Complicating matters further is the fact that Nurse has only had his full rotation available once this season, and the team’s young core of VanVleet, Siakam, Anunoby and Barnes has only played nine games together. Anunoby went down with a hip injury shortly after Siakam made his season debut, then COVID knocked them all out of the lineup just as he was getting set to make his return, and Barnes has been dealing with nagging knee soreness ever since. Building chemistry or stringing together any kind of momentum hasn’t been easy.

It’s been maddening at times. Consider this past week as a prime example. After turning some heads with their recent six-game winning streak and a hard-fought loss to the first-place Phoenix Suns, the Raptors were embarrassed in Detroit on Friday, suffering their fifth straight defeat to their former head coach Dwane Casey and his lowly Pistons, who came into that game with a record of 9-31. So, naturally, with the team in Milwaukee the following night and facing Giannis Antetokounmpo and the reigning champion Bucks without three of their starters, the improbable happened.

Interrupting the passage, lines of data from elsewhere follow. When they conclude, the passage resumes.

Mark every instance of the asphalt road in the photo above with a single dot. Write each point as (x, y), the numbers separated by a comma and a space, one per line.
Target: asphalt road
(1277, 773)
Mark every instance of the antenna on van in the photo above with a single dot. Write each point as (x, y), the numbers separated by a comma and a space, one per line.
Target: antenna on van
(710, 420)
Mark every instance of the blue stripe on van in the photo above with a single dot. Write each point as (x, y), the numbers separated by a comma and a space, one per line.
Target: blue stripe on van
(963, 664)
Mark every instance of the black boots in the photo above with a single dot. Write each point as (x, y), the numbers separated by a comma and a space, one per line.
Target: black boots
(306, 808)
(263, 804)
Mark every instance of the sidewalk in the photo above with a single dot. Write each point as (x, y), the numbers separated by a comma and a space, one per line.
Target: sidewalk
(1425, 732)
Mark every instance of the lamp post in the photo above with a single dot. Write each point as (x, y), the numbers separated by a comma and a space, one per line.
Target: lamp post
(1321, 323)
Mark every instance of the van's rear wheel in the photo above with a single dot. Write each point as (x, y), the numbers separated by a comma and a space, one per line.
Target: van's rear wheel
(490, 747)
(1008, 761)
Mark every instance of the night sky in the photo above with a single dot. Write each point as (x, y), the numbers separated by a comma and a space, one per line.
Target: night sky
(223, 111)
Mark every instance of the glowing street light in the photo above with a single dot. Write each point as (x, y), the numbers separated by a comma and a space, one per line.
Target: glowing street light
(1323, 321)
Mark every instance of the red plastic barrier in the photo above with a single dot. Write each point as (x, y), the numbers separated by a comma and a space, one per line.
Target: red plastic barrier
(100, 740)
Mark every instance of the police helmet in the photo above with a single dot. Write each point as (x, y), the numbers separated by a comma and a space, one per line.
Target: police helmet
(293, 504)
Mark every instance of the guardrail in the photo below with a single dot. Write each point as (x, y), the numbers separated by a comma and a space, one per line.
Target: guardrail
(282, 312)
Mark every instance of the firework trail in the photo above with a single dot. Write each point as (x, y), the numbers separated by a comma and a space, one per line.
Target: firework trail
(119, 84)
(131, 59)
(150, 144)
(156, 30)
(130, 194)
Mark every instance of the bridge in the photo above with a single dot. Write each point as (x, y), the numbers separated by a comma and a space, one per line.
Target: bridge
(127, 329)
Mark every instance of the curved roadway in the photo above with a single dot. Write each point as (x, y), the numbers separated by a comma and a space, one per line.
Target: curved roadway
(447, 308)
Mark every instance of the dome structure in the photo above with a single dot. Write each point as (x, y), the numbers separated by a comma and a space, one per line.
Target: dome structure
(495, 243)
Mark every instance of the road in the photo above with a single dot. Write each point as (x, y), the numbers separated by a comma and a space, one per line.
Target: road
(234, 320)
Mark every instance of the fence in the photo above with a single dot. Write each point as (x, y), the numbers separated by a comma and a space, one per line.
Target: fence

On the backs of VanVleet, Anunoby and Siakam – who led the way with 30 points and recorded his second career triple-double – they pulled off an unlikely 103-96 victory. In the span of 26 hours, we got the full 2021-22 Raptors experience: their worst loss of the season, followed immediately by their most impressive win.

“It’s such a long season, there’s bound to be ups and downs,” Nurse said afterwards. “I just think these guys are fighters and they love the challenge. They love the challenge and they really fought hard.”

For better or for worse, you can say that about these Raptors. In spite of their youth and all the adversity they’ve faced, this is a resilient group. From the onset – when Washington ran them off the court in their Toronto homecoming, before they bounced back with a dominant showing in Boston a couple days later – they’ve shown character. Some of their best and most spirited efforts have come right after their worst performances.

It’s a familiar quality, one that Lowry embodied in his many years with the franchise and something he’s passed on to the next generation of Raptors leaders.

“We’re one of those teams that, I feel, can compete with anybody when we’re at our best, but when we’re not, we’re pretty average,” VanVleet said following the win in Milwaukee. “The challenge is to be consistent and raise the floor, and let your bad nights be better than what our bad nights have been. With a young team, I think the weather is a little bit more unpredictable. It’s been up and down. You can’t take this [win] to the bank by any means, but it definitely makes this plane ride to Miami a little more enjoyable.”